Snowflake Arctic-Embed-M-Long
Property | Value |
---|---|
Parameters | 137M |
Embedding Dimension | 768 |
Max Context Length | 8192 tokens (with RPE) |
License | Apache-2.0 |
Paper | Technical Report |
What is snowflake-arctic-embed-m-long?
Snowflake-arctic-embed-m-long is a state-of-the-art text embedding model specifically designed for long-context retrieval tasks. Based on the nomic-ai/nomic-embed-text-v1-unsupervised architecture, it achieves an impressive MTEB Retrieval Score (NDCG@10) of 54.83, outperforming similar models in its class.
Implementation Details
The model leverages a multi-stage training pipeline, combining large-batch pretraining on 400M samples with specialized fine-tuning on 1M carefully curated triplets. It implements Rotary Position Embedding (RPE) to handle sequences up to 8192 tokens, making it particularly suitable for long document processing.

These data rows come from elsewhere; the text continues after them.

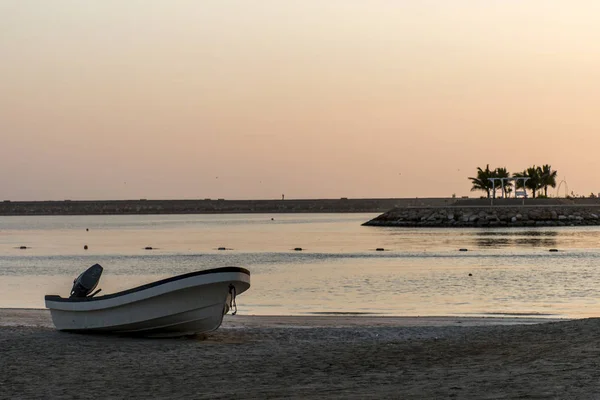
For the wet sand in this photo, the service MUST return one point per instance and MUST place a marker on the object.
(308, 357)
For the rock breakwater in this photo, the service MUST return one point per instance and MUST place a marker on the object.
(489, 216)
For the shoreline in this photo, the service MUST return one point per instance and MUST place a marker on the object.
(319, 357)
(40, 318)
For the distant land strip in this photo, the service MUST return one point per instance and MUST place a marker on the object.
(485, 213)
(212, 206)
(409, 212)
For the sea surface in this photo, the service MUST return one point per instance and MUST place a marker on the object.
(338, 271)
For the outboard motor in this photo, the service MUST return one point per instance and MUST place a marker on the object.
(86, 282)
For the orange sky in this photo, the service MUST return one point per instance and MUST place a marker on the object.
(110, 99)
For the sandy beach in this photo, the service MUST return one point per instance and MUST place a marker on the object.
(341, 356)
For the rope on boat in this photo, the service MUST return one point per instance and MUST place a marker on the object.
(232, 304)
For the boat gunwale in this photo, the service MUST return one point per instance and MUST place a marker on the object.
(58, 298)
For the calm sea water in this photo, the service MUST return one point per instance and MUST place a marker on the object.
(422, 272)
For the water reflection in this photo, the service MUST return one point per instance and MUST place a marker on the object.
(495, 239)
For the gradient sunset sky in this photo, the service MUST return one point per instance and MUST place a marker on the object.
(111, 99)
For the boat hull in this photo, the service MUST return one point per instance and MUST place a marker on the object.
(188, 304)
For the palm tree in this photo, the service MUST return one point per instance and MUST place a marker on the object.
(503, 173)
(547, 177)
(519, 183)
(535, 179)
(481, 182)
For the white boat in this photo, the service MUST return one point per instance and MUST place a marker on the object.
(186, 304)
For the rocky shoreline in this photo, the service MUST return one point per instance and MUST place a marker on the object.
(210, 206)
(489, 216)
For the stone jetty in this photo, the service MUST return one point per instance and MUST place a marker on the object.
(210, 206)
(476, 213)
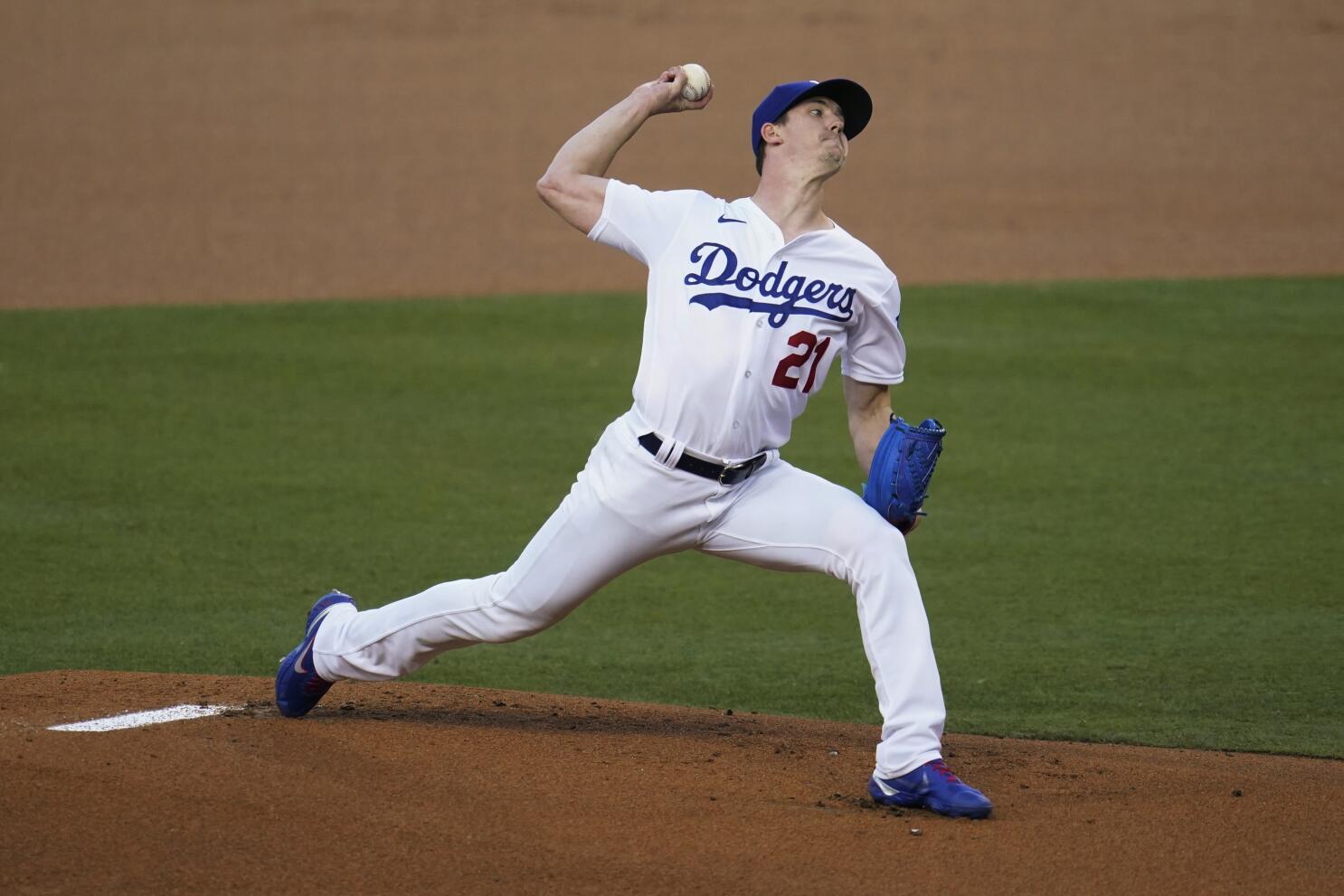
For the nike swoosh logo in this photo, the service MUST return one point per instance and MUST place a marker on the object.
(308, 647)
(298, 664)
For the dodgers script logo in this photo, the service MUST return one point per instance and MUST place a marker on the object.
(719, 268)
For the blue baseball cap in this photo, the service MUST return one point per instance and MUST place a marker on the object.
(854, 101)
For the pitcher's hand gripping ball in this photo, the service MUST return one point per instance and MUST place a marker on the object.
(696, 80)
(902, 467)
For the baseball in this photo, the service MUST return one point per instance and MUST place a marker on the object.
(696, 80)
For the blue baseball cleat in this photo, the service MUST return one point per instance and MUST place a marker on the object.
(932, 786)
(298, 684)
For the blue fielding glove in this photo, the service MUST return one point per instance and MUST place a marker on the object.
(902, 467)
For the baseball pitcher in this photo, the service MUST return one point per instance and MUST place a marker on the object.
(749, 304)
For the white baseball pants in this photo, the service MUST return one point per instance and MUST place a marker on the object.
(628, 506)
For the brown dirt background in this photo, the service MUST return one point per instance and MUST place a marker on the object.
(167, 151)
(415, 788)
(185, 152)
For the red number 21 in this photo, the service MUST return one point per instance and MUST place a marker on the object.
(810, 350)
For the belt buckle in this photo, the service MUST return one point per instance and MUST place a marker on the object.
(729, 469)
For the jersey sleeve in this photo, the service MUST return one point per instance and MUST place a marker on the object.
(875, 350)
(640, 222)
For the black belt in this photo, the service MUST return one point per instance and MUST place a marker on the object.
(708, 469)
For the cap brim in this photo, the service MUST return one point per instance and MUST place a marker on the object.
(854, 101)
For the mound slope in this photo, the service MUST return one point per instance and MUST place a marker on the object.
(429, 788)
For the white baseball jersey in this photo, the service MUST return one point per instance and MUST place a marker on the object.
(741, 326)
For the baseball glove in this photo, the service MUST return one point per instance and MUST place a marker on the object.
(902, 467)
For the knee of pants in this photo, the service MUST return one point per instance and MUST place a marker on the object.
(881, 552)
(504, 624)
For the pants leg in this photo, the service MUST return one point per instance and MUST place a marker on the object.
(788, 519)
(622, 509)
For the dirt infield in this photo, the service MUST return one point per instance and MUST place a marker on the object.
(165, 151)
(405, 788)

- 768-dimensional embeddings for optimal representation
- Support for both standard (2048 tokens) and extended (8192 tokens with RPE) contexts
- Optimized for retrieval tasks with specialized query-document architecture
Core Capabilities
- High-quality text embeddings for retrieval and similarity tasks
- Extended context length support with RPE scaling
- Efficient processing of both short and long documents
- State-of-the-art performance in MTEB benchmarks
Frequently Asked Questions
Q: What makes this model unique?
The model combines extended context length support (up to 8192 tokens) with state-of-the-art retrieval performance, making it ideal for applications requiring both accuracy and long document processing.
Q: What are the recommended use cases?
The model excels in document retrieval, semantic search, and similarity matching tasks, particularly where long document context is important. It's especially suitable for enterprise applications requiring high-quality text embeddings.